El jurado deliberó durante menos de tres horas. Caleb y Josiah Goens fueron declarados culpables de siete cargos de asesinato y condenados a la horca. Eliza Goins fue declarada culpable de todos los cargos, pero el juez, tras escuchar el testimonio de los médicos que la habían examinado, la declaró con problemas mentales graves y ordenó su internamiento en el Hospital Estatal del Suroeste en Marion, Virginia, donde permanecería el resto de su vida. No mostró ninguna reacción ante el veredicto, manteniendo hasta el final que la historia la reivindicaría y que las generaciones futuras comprenderían la naturaleza sagrada de su misión.
Caleb Goens fue ejecutado el 2 de noviembre de 1912. Josiah le siguió en el patíbulo tres semanas después. Ambos murieron en silencio, y sus últimos momentos estuvieron marcados por la misma devoción silenciosa a su madre que había definido toda su existencia.
Eliza vivió otros ocho años en el hospital estatal, pasando sus días leyendo las Escrituras y rechazando todas las visitas, salvo la de algún pastor al que intentaba convertir a su interpretación de la ley bíblica. Murió mientras dormía en 1920, sin arrepentirse hasta el final.
La cabaña de los Goins permaneció vacía durante varios años después del juicio, un lugar que los lugareños evitaban y del que advertían a sus hijos que se mantuvieran alejados. En 1924, personas desconocidas prendieron fuego a la estructura, reduciéndola a cenizas junto con el ahumadero y las dependencias. La comunidad nunca habló públicamente sobre quién había iniciado el incendio, pero existía la sensación colectiva de que la purificación era necesaria, que la tierra misma había sido envenenada por lo que allí había ocurrido.
Hoy en día, el lugar es un bosque cubierto de maleza, indistinguible de las miles de hectáreas de naturaleza salvaje que lo rodean. Pero el folclore local aún habla de la "cresta de las almas perdidas", y los cazadores siguen evitando la zona. El caso impulsó cambios significativos en la forma en que Virginia gestionaba las denuncias de personas desaparecidas en las zonas rurales, lo que condujo a una mejor coordinación entre los alguaciles de los condados y al establecimiento de protocolos de registro más sistemáticos.

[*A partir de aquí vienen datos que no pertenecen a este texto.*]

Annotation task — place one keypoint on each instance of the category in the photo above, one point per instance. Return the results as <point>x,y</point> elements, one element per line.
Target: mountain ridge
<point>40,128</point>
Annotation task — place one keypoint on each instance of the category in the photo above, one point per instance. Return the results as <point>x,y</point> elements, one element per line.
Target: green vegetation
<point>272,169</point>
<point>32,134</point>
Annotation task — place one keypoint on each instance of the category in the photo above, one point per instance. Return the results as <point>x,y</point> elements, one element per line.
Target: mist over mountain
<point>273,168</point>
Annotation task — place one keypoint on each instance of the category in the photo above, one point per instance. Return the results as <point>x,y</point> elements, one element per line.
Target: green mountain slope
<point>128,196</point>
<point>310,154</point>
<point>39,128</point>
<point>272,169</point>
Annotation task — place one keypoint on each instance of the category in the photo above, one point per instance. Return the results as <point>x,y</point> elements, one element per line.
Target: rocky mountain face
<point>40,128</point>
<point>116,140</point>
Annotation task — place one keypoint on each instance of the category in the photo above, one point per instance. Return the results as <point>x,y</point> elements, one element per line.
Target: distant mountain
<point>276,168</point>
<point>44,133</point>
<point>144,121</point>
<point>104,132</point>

Pero quizás su legado más perdurable fue el de una advertencia sobre los peligros del aislamiento extremo, sobre cómo el silencio de una comunidad ante la sospecha puede propiciar una maldad indescriptible, y sobre el terrible poder de la ideología, por muy retorcida que sea, para traspasar los límites más fundamentales de la moral humana. Las víctimas, cuyos nombres ahora figuran en los registros del condado y cuyos restos finalmente recibieron una sepultura digna, sirven como un recordatorio permanente de que la vigilancia y el valor de decir verdades incómodas son el precio que pagamos por una sociedad civilizada. Y que el costo de mirar hacia otro lado se puede medir en vidas perdidas e inocentes destruidos en los oscuros rincones donde la ley y la conciencia no llegaron.